Initié en 2018 par l’artiste français Paul Duncombe, le projet Manicouagan s’intéressait à l’origine aux vestiges du cataclysme géologique qui a profondément marqué ce territoire lors de l’impact d’une météorite il y a 210 millions d’années. Il s’agit d’un des plus grands cratères d’impact visible sur terre.
Ce territoire témoigne aussi d’une occupation traditionnelle innue de plus de 8000 ans et des transformations sociales qui ont agité le Québec des années 1960. Entre 1959 et 1968, à l’embouchure de la rivière Manicouagan, qui prend sa source dans le cratère, Hydro-Québec érige l’immense barrage Daniel-Johnson. Pour le Québec, ce chantier, véritable symbole de la Révolution tranquille, représente aussi son passage de nation colonisée en quête de libération à celui de nation à la fois colonisée et colonisatrice.
L’exposition réunit le travail de six personnes invitées à arpenter, à étudier et à vivre ce territoire pendant 14 jours en 2021.
Alors que la poète et autrice innue Maya Cousineau Mollen se penche sur les blessures culturelles et la fragilité des peuples dans un contexte de colonisation,
l’écrivain québécois Louis Hamelin dévoile ce territoire sous les angles historiques, ethnologiques et écologiques.
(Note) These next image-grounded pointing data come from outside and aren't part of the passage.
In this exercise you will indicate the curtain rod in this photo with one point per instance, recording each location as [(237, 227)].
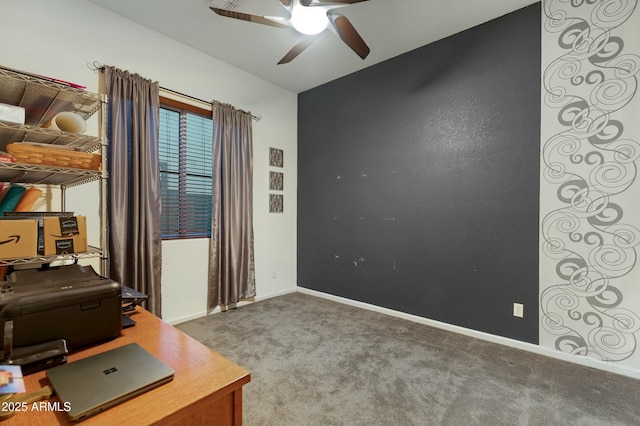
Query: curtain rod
[(254, 117), (96, 67)]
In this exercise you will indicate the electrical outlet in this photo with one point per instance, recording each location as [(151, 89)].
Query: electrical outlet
[(518, 310)]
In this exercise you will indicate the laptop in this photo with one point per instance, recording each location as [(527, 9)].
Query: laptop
[(90, 385)]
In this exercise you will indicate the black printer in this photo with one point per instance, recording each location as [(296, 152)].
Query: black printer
[(69, 302)]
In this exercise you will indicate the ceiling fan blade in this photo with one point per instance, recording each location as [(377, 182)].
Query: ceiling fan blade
[(296, 50), (273, 21), (348, 34), (327, 2)]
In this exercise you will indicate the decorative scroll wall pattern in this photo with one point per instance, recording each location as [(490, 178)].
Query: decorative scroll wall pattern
[(590, 190)]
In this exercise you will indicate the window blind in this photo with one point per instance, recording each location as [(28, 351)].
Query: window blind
[(185, 173)]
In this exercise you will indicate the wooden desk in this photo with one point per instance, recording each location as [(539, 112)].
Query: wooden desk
[(206, 389)]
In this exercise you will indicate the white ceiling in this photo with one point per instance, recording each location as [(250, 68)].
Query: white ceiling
[(389, 27)]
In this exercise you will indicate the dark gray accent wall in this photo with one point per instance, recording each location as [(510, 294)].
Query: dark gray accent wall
[(418, 180)]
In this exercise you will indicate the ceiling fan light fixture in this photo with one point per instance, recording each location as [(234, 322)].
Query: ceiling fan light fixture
[(309, 20)]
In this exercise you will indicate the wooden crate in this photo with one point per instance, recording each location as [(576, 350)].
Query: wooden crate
[(55, 157)]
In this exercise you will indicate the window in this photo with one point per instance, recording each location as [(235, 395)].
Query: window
[(185, 170)]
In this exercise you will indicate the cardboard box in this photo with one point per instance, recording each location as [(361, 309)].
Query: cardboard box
[(63, 235), (18, 238)]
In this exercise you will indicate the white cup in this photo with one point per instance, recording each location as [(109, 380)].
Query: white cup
[(67, 122)]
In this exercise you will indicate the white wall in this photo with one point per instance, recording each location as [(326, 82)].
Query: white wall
[(60, 38)]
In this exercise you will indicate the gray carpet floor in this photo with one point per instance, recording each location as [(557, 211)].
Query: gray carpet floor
[(319, 362)]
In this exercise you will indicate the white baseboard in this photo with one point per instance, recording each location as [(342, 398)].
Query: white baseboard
[(478, 334), (186, 318), (216, 310)]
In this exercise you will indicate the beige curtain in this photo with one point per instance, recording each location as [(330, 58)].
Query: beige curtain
[(134, 183), (231, 264)]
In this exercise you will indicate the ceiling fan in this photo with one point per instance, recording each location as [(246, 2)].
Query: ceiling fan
[(310, 18)]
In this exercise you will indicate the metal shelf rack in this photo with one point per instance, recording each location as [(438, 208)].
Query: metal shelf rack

Pour leur part, l’artiste français Paul Duncombe et le géomaticien Erwan Gavelle proposent une cartographie de la réserve écologique Louis-Babel assemblée en une série de portraits géologiques, géographiques et écologiques.
Enfin, l’exploratrice sous-marine Nathalie Lasselin invite le public dans les eaux rouges et profondes du réservoir qui cache une forêt ennoyée, vestige d’un territoire éradiqué.
L’ensemble du projet se cristallise sous le regard engagé de Kanatakhatsus Meunier, documentariste d’origine Kanienkeha:ka, qui met en lumière les traumatismes engendrés par un peuple (québécois) qui considérait cette région comme trop éloignée pour être occupée.
Ce corpus d’œuvres éclaire ce majestueux territoire témoin de bouleversement naturel, de libération sociale, de colonisation, de blessures historiques, de conflits sociaux et d’enjeux écologiques.